|Scientific Name||Apera spica-venti|
|Common Names||English: Loose silky-bent; German: Gemeiner Windhalm; French: Jouet du vent|
|Description||A. spica-venti is an annual panicle grass, strongly tillering and often clustered growing. It occurs as an overwintering grass weed in Europe.|
The long-awned spikelets and ligules finely incised with regularity of depth are characteritic for loose silky-bent.
In the youth stage it is an erect grass with either solitary or multiple stems, the youngest leaf is rolled.
Stems are green or purple, smooth and erect, reaching up to 100 - 125 cm (39.37 - 47.24 inch).
The leaf blade is hairless, rough and narrow pointed. The ligule is 3 to 10 mm (0.12 - 0.39 inch) long, rounded and ragged without auricles. The leaf sheath is smooth, but rough near the apex.
The panicle is up to 30 cm (11.81 inch) long and opens during the flowering period, but contracts later on, with many small ears. Single florets with short awns (3 to 8 mm; 0.12 - 0.32 inch) or none at all.
The fruit is an ellipsoid caryopsis with adherent pericarp, the endosperm is liquid.
The main germination period is in autumn.
Viability Of Seeds
Short living seeds (1-3 years).
By seeds (3,000 - 5,000 seeds/plant).
Arable fields, including set-aside land, also on waste ground, tracks and roadsides.
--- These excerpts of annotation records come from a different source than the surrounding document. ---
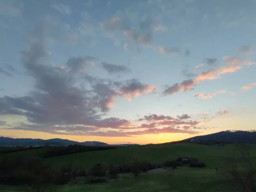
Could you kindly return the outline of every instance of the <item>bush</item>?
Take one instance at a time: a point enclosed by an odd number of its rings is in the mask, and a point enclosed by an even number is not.
[[[95,177],[105,177],[108,170],[108,165],[105,163],[98,163],[94,166],[90,174]]]
[[[191,167],[204,167],[206,165],[204,163],[195,162],[191,163],[189,166]]]
[[[195,162],[198,161],[198,160],[195,158],[188,158],[188,157],[178,157],[177,159],[175,161],[177,162],[181,162],[182,163],[182,159],[186,159],[188,160],[188,161],[186,163],[190,163],[192,162]]]
[[[119,166],[119,169],[121,173],[130,173],[131,172],[131,165],[125,164]]]
[[[134,158],[131,164],[131,172],[135,176],[137,176],[141,171],[141,163],[138,158]]]
[[[103,177],[95,177],[90,176],[89,177],[85,182],[89,183],[105,183],[107,181],[107,179]]]
[[[144,160],[141,162],[141,171],[144,173],[147,172],[149,169],[154,169],[152,168],[151,164],[146,160]]]
[[[113,165],[109,166],[108,174],[111,178],[116,178],[116,176],[120,172],[120,169],[119,167],[114,166]]]

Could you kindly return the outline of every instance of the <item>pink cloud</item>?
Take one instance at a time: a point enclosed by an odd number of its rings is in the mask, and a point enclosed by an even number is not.
[[[174,118],[171,116],[165,116],[163,115],[157,115],[155,114],[152,114],[148,115],[144,115],[144,118],[140,119],[139,121],[145,120],[146,121],[160,121],[163,120],[171,120]]]
[[[217,94],[225,93],[226,93],[226,91],[225,90],[220,90],[215,93],[209,93],[206,94],[205,94],[204,93],[197,93],[193,95],[193,96],[194,97],[198,97],[200,99],[207,99],[211,98],[214,96],[216,95]]]
[[[196,66],[195,67],[195,69],[198,69],[199,68],[201,67],[202,67],[204,66],[204,64],[201,64],[201,65],[198,65]]]
[[[226,109],[224,109],[224,110],[220,110],[216,113],[217,115],[226,115],[228,113],[229,113],[229,112]]]
[[[198,124],[199,123],[199,122],[196,121],[189,121],[185,122],[177,121],[177,120],[166,120],[159,122],[160,125],[195,125]]]
[[[247,91],[249,90],[254,87],[256,87],[256,82],[255,83],[251,83],[250,84],[247,84],[246,85],[244,85],[241,88],[241,89],[242,91]]]
[[[172,86],[167,87],[164,90],[164,94],[174,94],[179,91],[186,91],[194,89],[195,87],[198,84],[198,81],[193,79],[185,80],[180,83],[176,83]]]
[[[240,66],[231,66],[219,69],[209,70],[199,74],[197,79],[201,81],[212,80],[218,79],[224,73],[233,73],[241,69]]]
Sandy loams and sands, slightly acidic soils.
Additional Crop Information
Other winter cereals, grass seed production.
A. spica-venti mostly occurrs in winter wheat, but grows taller than the crop, with strong infestations in Europe. It greatly reduces yield and quality of grain (weed threshold 15-30 plants/m², 1.4 - 2.8 plants/sq. ft.) and interferes with combine harvesting.
Integrated Crop Management
Rotation of winter annual and summer annual crop reduces the infestation rate, deep plowing of non-dormant weed seeds results in fatal germination and in a substantial reduction of weed seed content in the soil. Mechanical weed control practices using tiny harrows control about 50 % of the Apera spica-venti seedlings, also late seeding of winter wheat reduces the germination rate.
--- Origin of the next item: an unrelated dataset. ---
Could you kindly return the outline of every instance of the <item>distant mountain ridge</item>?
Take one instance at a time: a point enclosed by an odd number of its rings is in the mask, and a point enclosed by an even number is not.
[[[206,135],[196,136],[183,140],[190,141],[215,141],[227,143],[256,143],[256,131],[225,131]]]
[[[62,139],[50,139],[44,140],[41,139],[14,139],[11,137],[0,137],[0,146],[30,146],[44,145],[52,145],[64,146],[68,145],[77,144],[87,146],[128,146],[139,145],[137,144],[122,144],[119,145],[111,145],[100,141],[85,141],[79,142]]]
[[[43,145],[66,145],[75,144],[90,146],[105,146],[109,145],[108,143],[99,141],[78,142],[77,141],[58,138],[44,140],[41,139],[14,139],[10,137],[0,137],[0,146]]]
To prevent a population increase a minimum of 92 % efficacy of control is required. A strong increase of the infestation is observed in no-till or reduced tillage systems, an easy and fast spread into new areas (fields) occurs due to high genetic and phenotypic plasticity and also because of resistance development to several herbicides (mainly ALS-inhibitors).